Analysis of the binding of two potent ligand series found by virtual screening for the adenosine A _2A receptor. (a) The triazine 4e (cyan carbon atoms) bound to the inactive conformation of A_2A (PDB:3UZC) together with a high confidence docking of the chromone12 (pKi 8.5) from Biophysical Mapping™ and X-ray data (unpublished) showing how each ligand exploits two key lipophilic sites; GRID maps with lipophilic hotspots in yellow at -2.5 kcal/mol, water hotspots in green at -6 kcal/mol. (b) The WaterFLAP calculated water network post MD in stick for the X-ray complex of compound 4e with the A_2A receptor with the histidine H-bonding to the phenol highlighted in stick with only the GRID lipophilic hotspots shown. (c) The WaterFLAP calculated water network post MD in stick for the X-ray complex of compound 4g with the A_2A receptor showing a good network with the pyridine; GRID water probe only shown. (d) For comparison, the network calculated by WaterFLAP for the less potent phenyl analog (N → C) 4d.

Figure 5

Water networks from WaterMap and WaterFLAP for the pseudo-apo adenosine A _2A receptor shown with two potent ligands. (a) The WaterMap waters for the high resolution A_2A structure (PDB:4EIY) are colour coded as in Figure 1, with the ‘unhappy’ waters in red and yellow. (b) The WaterFLAP waters with the ‘unhappy’ waters coded in red then yellow. (c) Waters calculated by both WaterMap and WaterFLAP are shown, with WaterFLAP waters distinguished by a white circle. Also shown in a ‘glowing’ green are the crystallographic waters from the high resolution structure with ZM241385 (PDB:4EIY), that binds similar to the chromone (but does not have the propyl chain, see figure 10 in Congreve et al., 2011). The GRID lipophilic C1= map is contoured at -2.5 kcal/mol together with the water (OH2) probe in green at –6.0 kcal/mol to highlight the druggability and key binding regions of the binding pocket; CH3 methyl group probe shown in grey at 1 kcal/mol to define the pocket shape.

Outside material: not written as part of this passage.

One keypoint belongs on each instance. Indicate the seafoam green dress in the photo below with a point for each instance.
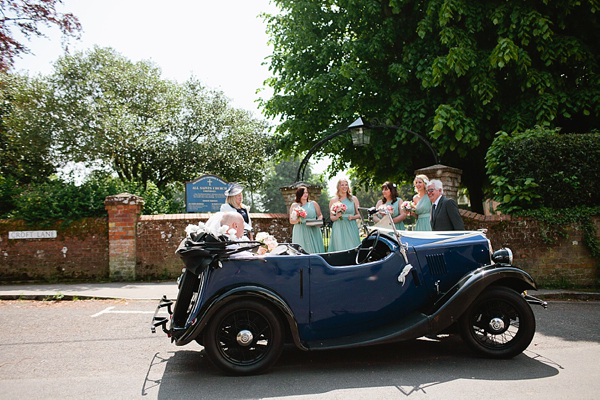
(396, 212)
(423, 211)
(309, 237)
(344, 233)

The WaterFLAP approach used (GRID-based water placement followed by MD optimization) is good at producing complete water networks for these ligand complexes with explicit optimised H-bonding networks, and this is shown in Figure 4b, 4c and 4d for the X-ray complexes of the triazines 4e, 4g and 4d. The role of the pyridine nitrogen in producing a good network can be seen, the positive effect of the pyridine N on binding not being evident by looking at only ligand-receptor complexes. The less optimal water network deep in the binding site is also shown for the phenyl analog in Figure 4d. Water network energetics were shown (Bortolato et al., 2013) for a series of triazine analogues for the A_2A receptor to be related to residence times, with a change of off-rate from 0 s to 87 s to 990 s for the unsubstituted phenyl to dimethyl pyridine (4e) to chlorophenol (4g) compounds. In particular ‘unhappy’ waters trapped between the ligand and the protein can be qualitatively linked to the decrease of the small molecules residence time.

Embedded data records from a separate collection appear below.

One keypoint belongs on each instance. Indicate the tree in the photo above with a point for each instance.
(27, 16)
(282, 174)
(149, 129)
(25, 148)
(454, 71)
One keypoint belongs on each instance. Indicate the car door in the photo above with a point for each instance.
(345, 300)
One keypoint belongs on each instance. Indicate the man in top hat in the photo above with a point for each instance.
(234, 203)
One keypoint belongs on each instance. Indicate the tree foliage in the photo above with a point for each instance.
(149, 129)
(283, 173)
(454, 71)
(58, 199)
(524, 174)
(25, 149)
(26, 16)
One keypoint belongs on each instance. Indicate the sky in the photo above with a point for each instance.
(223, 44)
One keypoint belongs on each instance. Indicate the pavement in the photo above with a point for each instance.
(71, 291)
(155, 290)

Structural rationalization of a ‘magic methyl’ in A_2A chromone antagonist ligands

Chromone12 (Langmead et al., 2012) is known to bind potently with a pK_i of 8.5 to the A_2A receptor, while the des-methyl derivative binds with a significantly 33x lower affinity (Andrews SP, Mason JS, Hurrell E, Congreve M: Structure-Based Drug Design of Chromone Antagonists of the Adenosine A2A Receptor. Med Chem Comm, accepted). This is a similar difference in activity to the ‘magic methyl’ recently published (Lunn et al., 2011) for a series of opioid antagonists but with no structural rationalization.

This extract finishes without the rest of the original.